Another resource is Hedgefund Conferences (HC).
In real estate the adage is, "Location, location, location." In finding funding, it’s, "Network, network, network." Conferences can provide a wealth of new contacts you can tap for sponsors, and better yet, you can learn from some of the best hedge fund managers in the business.
Some new hedge funds have trouble attracting investors, however. There’s a dizzying amount of paper work and registration
requirements that I won’t pretend I have any significant knowledge of… but it’s enough to turn some new funds off.
There’s an alternative, according to Hannah Terhune from the Capital Management Services Group.
An "Incubator" can be created by breaking down the hedge fund development process into two stages and isolating the first. The first stage sets up the fund and management company entities, as well as pertinent operating agreements and resolutions. This is enough to allow the hedge fund to begin trading, usually with the manager’s own funds. By trading under this structure, the manager can develop a track record, which can be marketed legally to potential investors in the offering documents. Then, in the second stage, the PPM [private placement memorandum spelling out subscription and operating agreements] is developed with the performance information included. The Incubator method affords the opportunity for those with a skill for trading (often in their personal accounts) to break down the hedge fund development process into a manageable undertaking.
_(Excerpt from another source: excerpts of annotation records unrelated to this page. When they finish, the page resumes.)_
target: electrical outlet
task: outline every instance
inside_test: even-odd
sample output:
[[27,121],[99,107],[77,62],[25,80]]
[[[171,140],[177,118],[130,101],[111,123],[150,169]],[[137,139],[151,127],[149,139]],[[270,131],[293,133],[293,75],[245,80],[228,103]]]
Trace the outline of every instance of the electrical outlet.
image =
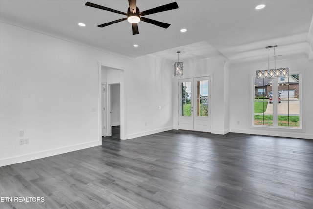
[[22,145],[24,144],[24,139],[19,140],[19,144],[20,145]]
[[24,143],[25,144],[29,143],[29,138],[25,139]]
[[21,130],[20,131],[19,131],[19,136],[20,136],[20,137],[22,137],[24,136],[24,130]]

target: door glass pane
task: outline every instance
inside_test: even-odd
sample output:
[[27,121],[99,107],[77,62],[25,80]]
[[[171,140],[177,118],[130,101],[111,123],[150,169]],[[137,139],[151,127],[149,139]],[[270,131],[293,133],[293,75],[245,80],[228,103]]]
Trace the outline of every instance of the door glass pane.
[[278,126],[300,127],[299,75],[278,78]]
[[191,116],[191,82],[182,82],[181,88],[181,115]]
[[254,79],[254,125],[273,125],[271,79]]
[[208,114],[208,80],[197,81],[197,116],[207,117]]

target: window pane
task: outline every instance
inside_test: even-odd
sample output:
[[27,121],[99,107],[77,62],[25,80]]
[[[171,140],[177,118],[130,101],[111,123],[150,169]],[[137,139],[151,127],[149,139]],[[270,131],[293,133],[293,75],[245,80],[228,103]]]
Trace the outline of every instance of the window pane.
[[300,127],[299,75],[278,80],[278,126]]
[[197,116],[208,116],[208,82],[197,81]]
[[191,82],[188,82],[181,83],[181,115],[184,116],[191,116]]
[[269,81],[268,79],[254,79],[254,125],[273,125],[273,104],[269,93],[272,85]]

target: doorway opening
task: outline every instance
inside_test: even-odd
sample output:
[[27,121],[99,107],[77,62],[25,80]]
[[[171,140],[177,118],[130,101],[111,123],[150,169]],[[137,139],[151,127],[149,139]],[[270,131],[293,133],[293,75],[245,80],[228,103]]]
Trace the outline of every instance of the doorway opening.
[[112,139],[120,139],[121,138],[121,84],[109,85],[109,111],[108,128],[111,130]]
[[210,77],[179,80],[179,129],[211,132]]
[[99,138],[125,139],[124,70],[99,65]]

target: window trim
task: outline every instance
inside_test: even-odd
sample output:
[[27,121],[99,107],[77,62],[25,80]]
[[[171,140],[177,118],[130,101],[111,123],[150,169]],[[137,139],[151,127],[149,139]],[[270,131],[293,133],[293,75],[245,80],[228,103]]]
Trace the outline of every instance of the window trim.
[[[302,88],[303,85],[304,85],[304,81],[303,78],[305,77],[304,73],[301,73],[300,72],[295,72],[291,73],[290,72],[289,75],[291,75],[294,74],[299,74],[299,115],[300,115],[300,120],[299,120],[299,127],[286,127],[286,126],[263,126],[260,125],[255,125],[254,124],[254,100],[255,96],[255,86],[254,86],[254,80],[256,78],[256,76],[255,75],[252,75],[250,76],[251,78],[251,83],[250,85],[250,128],[252,129],[257,129],[257,130],[272,130],[272,131],[284,131],[287,132],[305,132],[305,129],[303,126],[303,121],[305,121],[304,117],[305,116],[303,116],[303,110],[304,109],[303,106],[303,95],[304,95],[304,92],[303,92],[303,89]],[[278,83],[278,82],[277,82]],[[274,114],[275,111],[273,111],[273,114]],[[276,116],[276,118],[278,117],[278,114],[276,113],[277,116]],[[274,120],[274,116],[273,116]]]

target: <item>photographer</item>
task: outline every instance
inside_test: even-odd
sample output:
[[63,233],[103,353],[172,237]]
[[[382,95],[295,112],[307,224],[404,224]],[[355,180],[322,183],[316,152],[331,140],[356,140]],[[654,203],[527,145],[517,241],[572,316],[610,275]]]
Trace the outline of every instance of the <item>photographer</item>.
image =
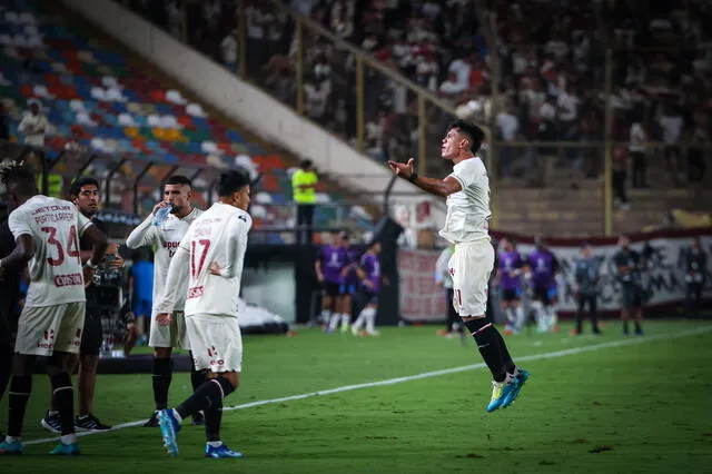
[[578,303],[576,312],[576,328],[572,335],[578,336],[583,330],[584,308],[589,307],[589,318],[591,319],[591,330],[593,334],[601,334],[596,319],[596,299],[599,297],[599,275],[600,261],[591,255],[591,245],[581,246],[581,257],[575,260],[574,278],[575,293]]
[[[90,218],[93,225],[106,234],[106,225],[95,217],[99,210],[99,182],[91,177],[81,177],[71,184],[69,194],[70,200],[79,211]],[[83,238],[79,240],[79,250],[82,263],[91,256],[91,245]],[[97,383],[99,354],[103,344],[103,328],[101,326],[103,303],[115,302],[115,310],[119,309],[122,268],[123,259],[118,254],[117,245],[109,244],[106,256],[95,273],[93,280],[85,283],[87,313],[78,361],[79,415],[75,421],[75,426],[78,429],[106,431],[111,428],[93,415],[93,392]],[[53,401],[51,405],[53,406]],[[47,412],[41,423],[44,428],[53,433],[61,432],[61,422],[53,408]]]
[[613,256],[613,264],[621,284],[621,319],[623,319],[623,335],[629,335],[627,322],[632,317],[635,323],[635,334],[643,335],[643,284],[641,256],[631,249],[631,240],[626,236],[619,238],[620,250]]
[[702,249],[700,237],[692,241],[685,258],[685,313],[693,318],[701,317],[702,290],[708,271],[708,255]]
Once the hedge fund has a history of successfully making money, investors will be a lot more willing to sit down and look at a proposal.
In general, this is how the money flows for a start-up company, and can be applied to hedge fund startups too. From Investopedia.com:
"Alphabet Rounds" are when a company of fund is ready to approach venture capital firms. These guys — though they’ve made billions upon billions from taking risks on new companies — probably won’t touch a new company without a significant amount of money already invested from angel investors.
This level is different for every company, but considering that venture capitalist typically plop down several millions of dollars at a time, this can give you an idea of what you should aim for before approaching a venture capital firm.
The Center for Venture Research has a state-by-state listing of venture capital resources for when you’re ready for this stage.
Another thing to keep in mind is that funds with under $25 million under management should follow their individual state’s requirements for registering the fund. If the fund has more than $30 million, it will need to be registered with the SEC as an investment advisor, according to Terhune.
I hope this article gives you a good place to start your own research, L.D. Best of luck to you, and let us know what you find and how you do!